Deployment Guide

How to deploy Constellation Engine in production environments.

Docker

Build the Image

# Build fat JAR first
make assembly

# Build Docker image
make docker-build

The Dockerfile uses a multi-stage build:

Build stage — sbt assembly in a JDK image
Runtime stage — JRE-only image with non-root user, health check built in

Run with Docker

docker run -d \
  -p 8080:8080 \
  -e CONSTELLATION_PORT=8080 \
  -e JAVA_OPTS="-Xms256m -Xmx1g" \
  --name constellation \
  constellation-engine:latest

If you use the Module Provider Protocol, also expose the gRPC port:

docker run -d \
  -p 8080:8080 \
  -p 9090:9090 \
  -e CONSTELLATION_PORT=8080 \
  -e CONSTELLATION_PROVIDER_PORT=9090 \
  -e JAVA_OPTS="-Xms256m -Xmx1g" \
  --name constellation \
  constellation-engine:latest

Docker Compose

docker-compose up -d

The docker-compose.yml includes health check configuration and environment variable defaults.

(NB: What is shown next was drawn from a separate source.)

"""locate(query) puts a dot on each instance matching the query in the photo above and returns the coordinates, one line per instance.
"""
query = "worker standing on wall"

Edit it to enable scheduler, rate limiting, or authentication.

Kubernetes

Manifests are in deploy/k8s/.

Apply Manifests

kubectl apply -f deploy/k8s/namespace.yaml
kubectl apply -f deploy/k8s/configmap.yaml
kubectl apply -f deploy/k8s/deployment.yaml
kubectl apply -f deploy/k8s/service.yaml

What's Included

Manifest	Description
`namespace.yaml`	`constellation` namespace
`configmap.yaml`	Scheduler, rate limit, JVM settings
`deployment.yaml`	2 replicas, probes, resource limits, security context
`service.yaml`	ClusterIP service on port 8080 (add port 9090 for module providers)

Health Probes

The deployment configures:

Liveness: GET /health/live — restarts the pod if the process is unresponsive
- Initial delay: 30s, period: 10s, timeout: 5s, failure threshold: 3
Readiness: GET /health/ready — removes pod from service during draining/startup
- Initial delay: 10s, period: 5s, timeout: 3s, failure threshold: 3

Resource Limits

Default limits (adjust for your workload):

resources:
  requests:
    memory: "512Mi"
    cpu: "250m"
  limits:
    memory: "1Gi"
    cpu: "1000m"

Scaling

Constellation Engine is stateless at the HTTP layer. Scale horizontally by increasing replicas:

kubectl scale deployment constellation --replicas=4 -n constellation

Considerations:

Each instance has its own in-memory compilation cache (no shared cache)
Pipeline state (compiled DAGs) is per-instance
For shared state, use a load balancer with session affinity or an external store

Ingress / Load Balancer

Expose the service via your preferred ingress controller:

apiVersion: networking.k8s.io/v1
kind: Ingress
metadata:
  name: constellation
  namespace: constellation
spec:
  rules:
    - host: constellation.example.com
      http:
        paths:
          - path: /
            pathType: Prefix
            backend:
              service:
                name: constellation
                port:
                  number: 8080

For WebSocket (LSP) support, ensure your ingress supports WebSocket upgrades.

warning

The LSP WebSocket endpoint (/lsp) requires session affinity. Without sticky sessions, WebSocket connections will be randomly distributed across pods and connection state will be lost on each request. See Session Affinity Requirements below.

Graceful Shutdown

The server supports graceful shutdown:

Pod receives SIGTERM
Server enters Draining state
Readiness probe returns 503 (removed from service)
In-flight requests complete (up to 30s grace period)
Remaining requests are cancelled
Process exits

The K8s deployment sets terminationGracePeriodSeconds: 30 to match.

tip

Set terminationGracePeriodSeconds to at least your drain timeout plus 15 seconds buffer. If Kubernetes kills the pod before the drain completes, in-flight requests will be terminated abruptly.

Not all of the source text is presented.